REVERSED and REMANDED

. Furthermore, depending on the Court's ultimate conclusion in Booker and Fanfan, the district court also may need to reconsider the other sentencing enhancements included in the pre-sentence investigation report (PSI) including the enhancement for the sophisticated means employed during the commission of the crime (U.S.S.G. § 2B 1.1 (b)(8)(C)), for abuse of a position of trust (U.S.S.G. § 3B1.3), and for extensive criminal activity (U.S.S.G. § 3Bl.l(a)) (R. at 122).

. We held in United States v. Patel, 131 F.3d 1195, 1200 (7th Cir.1997), that because criminal forfeiture (and consequently restitution) are elements of the defendant's sentence rather than of the underlying crime, the government need only establish its right to forfeiture by a preponderance of the evidence rather than by proof beyond a reasonable doubt. Whether this reasoning survives the court's decision in Booker and Fanfan remains to be seen and offers yet another reason why the district court would be well-advised to wait and see what the Supreme Court decision brings before resentencing Swanson.

. Furthermore, the government’s numbers proffered at the sentencing hearing add up to $1,036,074.41, not $1,161,000 as originally claimed by the government and stated in the PSI, Id. This discrepancy of $124,296 gives us little confidence either in these calculations or the other claims for restitution for which there was no explanation by the government at sentencing.

. It is worth noting, however, that a change in the form of proceeds obtained from the crime does not prevent forfeiture, provided that the proceeds were involved in the crime as required by 18 U.S.C. § 982(a)(1). Section 982(b)(1) allows the government to obtain substitute assets if it cannot find property "involved in” or "traceable to” the offense of conviction. 21 U.S.C. § 853(p) (incorporated into 18 U.S.C. § 982(b)(1) by reference). For example, if Swanson used the funds skimmed from the Malta Clayton acquisition to purchase his home in New York, the home would then be forfeitable as well.

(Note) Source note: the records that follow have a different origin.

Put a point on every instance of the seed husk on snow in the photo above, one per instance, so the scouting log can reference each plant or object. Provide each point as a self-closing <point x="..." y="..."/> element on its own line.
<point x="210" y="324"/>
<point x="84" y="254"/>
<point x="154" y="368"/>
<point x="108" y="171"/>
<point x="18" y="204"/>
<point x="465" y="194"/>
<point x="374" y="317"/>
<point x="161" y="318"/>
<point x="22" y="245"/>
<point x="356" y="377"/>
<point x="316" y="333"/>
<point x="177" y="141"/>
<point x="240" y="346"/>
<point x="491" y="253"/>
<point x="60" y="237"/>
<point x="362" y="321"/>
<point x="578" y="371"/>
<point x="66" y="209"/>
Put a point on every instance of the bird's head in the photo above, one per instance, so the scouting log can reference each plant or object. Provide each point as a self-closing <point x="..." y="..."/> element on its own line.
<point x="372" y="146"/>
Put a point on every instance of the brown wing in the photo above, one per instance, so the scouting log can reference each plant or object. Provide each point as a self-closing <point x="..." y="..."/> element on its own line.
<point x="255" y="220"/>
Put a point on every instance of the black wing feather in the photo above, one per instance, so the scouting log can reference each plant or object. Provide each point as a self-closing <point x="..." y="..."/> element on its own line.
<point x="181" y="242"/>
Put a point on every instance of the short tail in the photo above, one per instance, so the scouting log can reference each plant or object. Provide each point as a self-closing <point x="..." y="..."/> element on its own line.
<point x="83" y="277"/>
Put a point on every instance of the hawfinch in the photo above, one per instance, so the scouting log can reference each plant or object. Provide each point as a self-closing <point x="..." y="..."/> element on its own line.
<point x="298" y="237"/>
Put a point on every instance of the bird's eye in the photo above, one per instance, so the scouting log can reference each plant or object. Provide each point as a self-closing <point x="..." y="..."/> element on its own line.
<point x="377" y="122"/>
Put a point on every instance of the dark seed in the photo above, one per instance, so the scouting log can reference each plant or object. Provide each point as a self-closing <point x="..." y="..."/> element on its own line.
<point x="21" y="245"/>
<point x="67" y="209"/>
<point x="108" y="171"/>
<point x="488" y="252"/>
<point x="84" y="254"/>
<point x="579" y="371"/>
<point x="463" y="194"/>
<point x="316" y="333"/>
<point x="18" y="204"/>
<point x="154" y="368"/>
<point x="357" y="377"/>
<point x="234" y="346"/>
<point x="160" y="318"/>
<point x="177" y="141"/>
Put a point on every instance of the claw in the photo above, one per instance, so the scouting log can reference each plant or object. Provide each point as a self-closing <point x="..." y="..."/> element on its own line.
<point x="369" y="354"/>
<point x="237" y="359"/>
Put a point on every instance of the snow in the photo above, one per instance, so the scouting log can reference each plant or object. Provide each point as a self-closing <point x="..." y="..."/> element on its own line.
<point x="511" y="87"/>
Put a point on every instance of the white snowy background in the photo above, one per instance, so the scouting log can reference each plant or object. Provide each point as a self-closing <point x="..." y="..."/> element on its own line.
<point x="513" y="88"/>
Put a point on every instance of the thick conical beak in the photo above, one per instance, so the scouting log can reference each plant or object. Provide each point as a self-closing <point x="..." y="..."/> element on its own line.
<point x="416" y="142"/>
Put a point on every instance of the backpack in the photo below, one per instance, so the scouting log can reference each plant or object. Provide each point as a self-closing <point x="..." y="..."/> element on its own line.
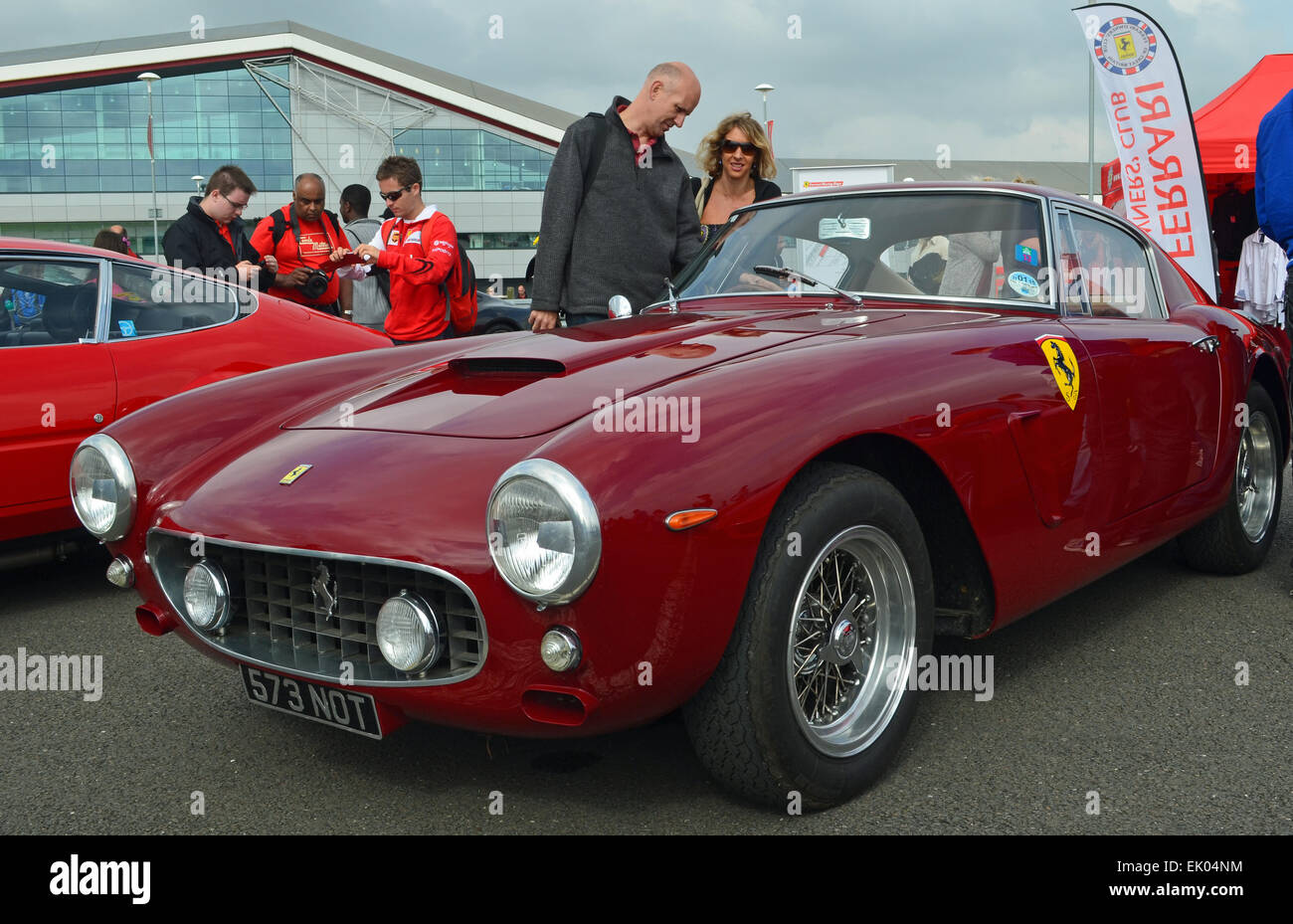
<point x="279" y="225"/>
<point x="460" y="288"/>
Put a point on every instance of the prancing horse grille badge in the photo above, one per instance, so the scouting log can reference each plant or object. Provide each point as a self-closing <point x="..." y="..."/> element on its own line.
<point x="324" y="592"/>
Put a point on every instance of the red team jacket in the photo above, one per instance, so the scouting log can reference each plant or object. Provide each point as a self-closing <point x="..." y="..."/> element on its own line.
<point x="421" y="255"/>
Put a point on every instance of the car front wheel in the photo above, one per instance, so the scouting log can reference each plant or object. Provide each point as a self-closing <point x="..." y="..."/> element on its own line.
<point x="811" y="698"/>
<point x="1236" y="538"/>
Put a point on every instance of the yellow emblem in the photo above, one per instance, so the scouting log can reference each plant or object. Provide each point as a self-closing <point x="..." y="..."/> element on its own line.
<point x="293" y="474"/>
<point x="1063" y="365"/>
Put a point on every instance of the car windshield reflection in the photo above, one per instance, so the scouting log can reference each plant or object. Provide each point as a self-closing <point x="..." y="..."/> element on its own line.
<point x="934" y="247"/>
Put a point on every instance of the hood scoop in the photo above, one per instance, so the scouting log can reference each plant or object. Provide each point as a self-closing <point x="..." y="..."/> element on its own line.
<point x="525" y="367"/>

. Our colleague's comment about awaiting the outcome of United States v. Booker, 375 F.3d 508 (7th Cir.2004), cert. granted, - U.S. -, 125 S.Ct. 11, 159 L.Ed.2d 838 (U.S. Aug. 2, 2004) (No. 04-104) and United States v. Fanfan, 2004 WL 1723114 (D.Me. June 28, 2004), cert. granted, - U.S. -, 125 S.Ct. 12, 159 L.Ed.2d 838 (U.S. Aug. 2, 2004) (No. 04-105) for the sake of judicial economy would ordinarily hold sway. In this case, however, the matter must be remanded for reasons unrelated to Booker and Fanfan — that is to unravel the issues regarding forfeiture and restitution. For this reason judicial economy will be served best by allowing the parties immediately to begin their efforts to clarify the forfeiture and restitution issues for the district court. Furthermore, by remanding this matter now the district court will have the first opportunity to apply the holdings of Booker and Fanfan while allowing for later appellate review if necessary.